Onion Toxicity and Our Dogs

Out of the various human foods that are poisonous to our dogs, one is particularly common because of its widespread use: onions. Here, a Tampa veterinarian answers your questions about onion toxicity and our canine companions.

How do Onions Cause Poisoning?

Onions contain a compound known as thiosulphate, which leads to hemolytic anemia. This is when your dog’s red blood cells are damaged, potentially even bursting as they circulate through your pet’s systems.

What are the Symptoms of Onion Poisoning?

The most common symptoms of onion poisoning in dogs are weakness, vomiting, diarrhea, and breathlessness. Because of the these symptoms, many dogs lose their appetite as well. It’s important to note that symptoms of onion toxicity can take several days to show up in your pet—don’t assume your pet is fine if nothing happens after a day or two.

What About Different Types of Onions?

Both cooked and raw onions contain thiosulphate, so they’re both dangerous for our canine companions. Whether onions are diced, chopped, red, white, green, or any other variety, it’s safest to avoid them entirely to make sure your pet stays safe. Also remember that many varieties of human foods contain onions—from pizza to sauces to salads, the danger to your pet is widespread.

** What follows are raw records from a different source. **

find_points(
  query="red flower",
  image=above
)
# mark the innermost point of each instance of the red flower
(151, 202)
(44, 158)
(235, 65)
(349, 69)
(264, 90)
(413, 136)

How Much Does it Take to Poison My Dog?

As a general guideline, a pet that eats more than 0.5 percent of their body weight in onions can be poisoned. In other words, it doesn’t take much! A few grams of onions could be enough to cause serious symptoms in a small dog. Always keep onions off of countertops and tables so your dog doesn’t have the chance to swipe any.

What Should I Do if My Dog Eats Onions?

If you see or suspect that your dog has eaten onions, call your veterinarian right away. It may be necessary to take your dog to the veterinary hospital quickly. In most cases, quick veterinary action will return your pet to full health quickly. Severe cases of poisoning may require lengthy hospital stays or even blood transfusions. Keep your Tampa vet’s number on hand to call quickly in the event of an emergency.